On remand, the BVA will have the opportunity to address whether appellant was “engaged in combat,” to examine the circumstances, conditions, and hardships surrounding his period of service, and, if necessary, to corroborate the occurrence of his alleged service-related stressors.

III. CONCLUSION

Upon review of the record, appellant’s brief, and the Secretary’s motion for summary affirmance, the Court finds that a remand is necessary. On remand, the BVA is instructed to issue a new decision supported by an adequate statement of reasons or bases. See 38 U.S.C.A. §§ 7104(a), *379(d)(1); 5107(a); 38 C.F.R. § 4.40 (1992); Gilbert v.

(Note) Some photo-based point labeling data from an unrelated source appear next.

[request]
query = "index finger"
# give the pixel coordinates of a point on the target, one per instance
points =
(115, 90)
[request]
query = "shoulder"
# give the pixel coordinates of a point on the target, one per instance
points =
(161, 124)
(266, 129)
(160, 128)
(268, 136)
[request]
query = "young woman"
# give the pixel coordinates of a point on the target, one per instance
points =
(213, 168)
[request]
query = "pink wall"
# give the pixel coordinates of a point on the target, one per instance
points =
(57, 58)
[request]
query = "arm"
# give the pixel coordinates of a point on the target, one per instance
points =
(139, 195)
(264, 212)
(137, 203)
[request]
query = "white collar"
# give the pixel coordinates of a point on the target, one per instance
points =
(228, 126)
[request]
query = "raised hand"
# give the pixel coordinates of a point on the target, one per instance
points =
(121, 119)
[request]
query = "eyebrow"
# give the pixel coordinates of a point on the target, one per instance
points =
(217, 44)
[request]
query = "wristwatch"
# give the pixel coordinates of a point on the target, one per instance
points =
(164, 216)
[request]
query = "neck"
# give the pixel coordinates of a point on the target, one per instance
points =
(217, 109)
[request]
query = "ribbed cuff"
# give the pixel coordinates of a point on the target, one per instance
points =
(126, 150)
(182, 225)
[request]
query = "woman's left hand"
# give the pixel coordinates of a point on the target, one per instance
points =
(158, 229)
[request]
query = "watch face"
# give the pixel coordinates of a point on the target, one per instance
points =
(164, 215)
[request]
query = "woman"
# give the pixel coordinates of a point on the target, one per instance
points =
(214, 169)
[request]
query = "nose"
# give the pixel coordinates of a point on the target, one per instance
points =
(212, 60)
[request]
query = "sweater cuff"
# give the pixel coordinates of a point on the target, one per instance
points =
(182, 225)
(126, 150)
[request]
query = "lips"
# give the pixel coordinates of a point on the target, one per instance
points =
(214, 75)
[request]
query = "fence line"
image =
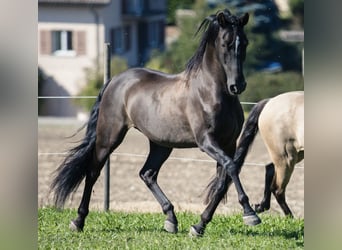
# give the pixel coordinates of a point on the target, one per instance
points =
(171, 158)
(94, 97)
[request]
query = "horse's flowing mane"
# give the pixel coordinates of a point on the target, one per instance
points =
(210, 28)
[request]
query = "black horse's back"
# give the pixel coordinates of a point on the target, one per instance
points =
(73, 169)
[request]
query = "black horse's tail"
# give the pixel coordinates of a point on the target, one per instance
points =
(74, 167)
(247, 137)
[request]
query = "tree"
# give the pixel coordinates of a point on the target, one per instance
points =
(173, 5)
(94, 81)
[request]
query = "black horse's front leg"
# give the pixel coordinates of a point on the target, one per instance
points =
(230, 170)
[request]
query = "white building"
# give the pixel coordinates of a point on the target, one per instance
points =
(71, 37)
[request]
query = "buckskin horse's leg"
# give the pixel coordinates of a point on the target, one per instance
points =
(266, 200)
(149, 174)
(209, 146)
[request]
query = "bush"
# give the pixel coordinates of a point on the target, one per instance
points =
(263, 85)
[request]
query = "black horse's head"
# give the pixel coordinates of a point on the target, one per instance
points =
(231, 43)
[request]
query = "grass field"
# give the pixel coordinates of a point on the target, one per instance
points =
(118, 230)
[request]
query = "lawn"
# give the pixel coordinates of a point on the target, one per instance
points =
(119, 230)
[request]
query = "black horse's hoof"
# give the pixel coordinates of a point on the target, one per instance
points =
(74, 227)
(170, 227)
(195, 233)
(251, 220)
(259, 208)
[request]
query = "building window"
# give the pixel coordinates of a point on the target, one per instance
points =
(156, 34)
(62, 43)
(121, 39)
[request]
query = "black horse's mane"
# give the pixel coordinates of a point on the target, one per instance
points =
(210, 28)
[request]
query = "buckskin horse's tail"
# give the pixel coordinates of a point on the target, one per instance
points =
(246, 139)
(74, 167)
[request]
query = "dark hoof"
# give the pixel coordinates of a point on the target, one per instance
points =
(195, 233)
(259, 208)
(251, 220)
(170, 227)
(74, 227)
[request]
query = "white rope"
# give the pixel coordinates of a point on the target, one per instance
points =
(66, 97)
(171, 158)
(94, 97)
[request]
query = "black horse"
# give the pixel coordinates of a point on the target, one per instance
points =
(198, 107)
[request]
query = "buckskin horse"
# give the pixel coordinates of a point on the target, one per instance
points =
(280, 121)
(198, 107)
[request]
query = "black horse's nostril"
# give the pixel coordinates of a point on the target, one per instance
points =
(233, 89)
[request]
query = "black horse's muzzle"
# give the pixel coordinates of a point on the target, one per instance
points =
(237, 89)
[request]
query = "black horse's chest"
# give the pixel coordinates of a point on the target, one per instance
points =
(225, 119)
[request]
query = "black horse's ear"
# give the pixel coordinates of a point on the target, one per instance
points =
(244, 19)
(221, 19)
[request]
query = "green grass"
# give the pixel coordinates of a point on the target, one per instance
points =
(118, 230)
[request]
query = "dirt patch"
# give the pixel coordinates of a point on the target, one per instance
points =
(183, 176)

Derwinski, 1 Vet.App. 49, 59 (1990); Fletcher v. Derwinski, 1 Vet.App. 394, 397 (1991). The Board’s decision should include an analysis of the credibility or probative value of the evidence submitted by and on behalf of appellant, as well as a statement of the Board’s reasons or bases for its rejection of submitted evidence. Gilbert, supra, at 59. See also Peyton v. Derwinski, 1 Vet.App. 282, 285 (1991); Smith v. Derwinski, 1 Vet.App. 235, 237 (1991); Hatlestad v. Derwinski, 1 Vet.App. 164, 169-70 (1991). “A remand is meant to entail a critical examination of the justification for the decision. The Court expects that the BVA will reexamine the evidence of record, seek any other evidence the Board feels is necessary, and issue a timely, well-supported decision in this case.” Fletcher, supra, at 397.

Accordingly, the Secretary’s motion for summary affirmance is DENIED; the July 8, 1991, BVA decision is VACATED and the matter remanded to the BVA for further development and review, in accordance with this decision, on the basis of all the evidence and material of record and all applicable law and regulations.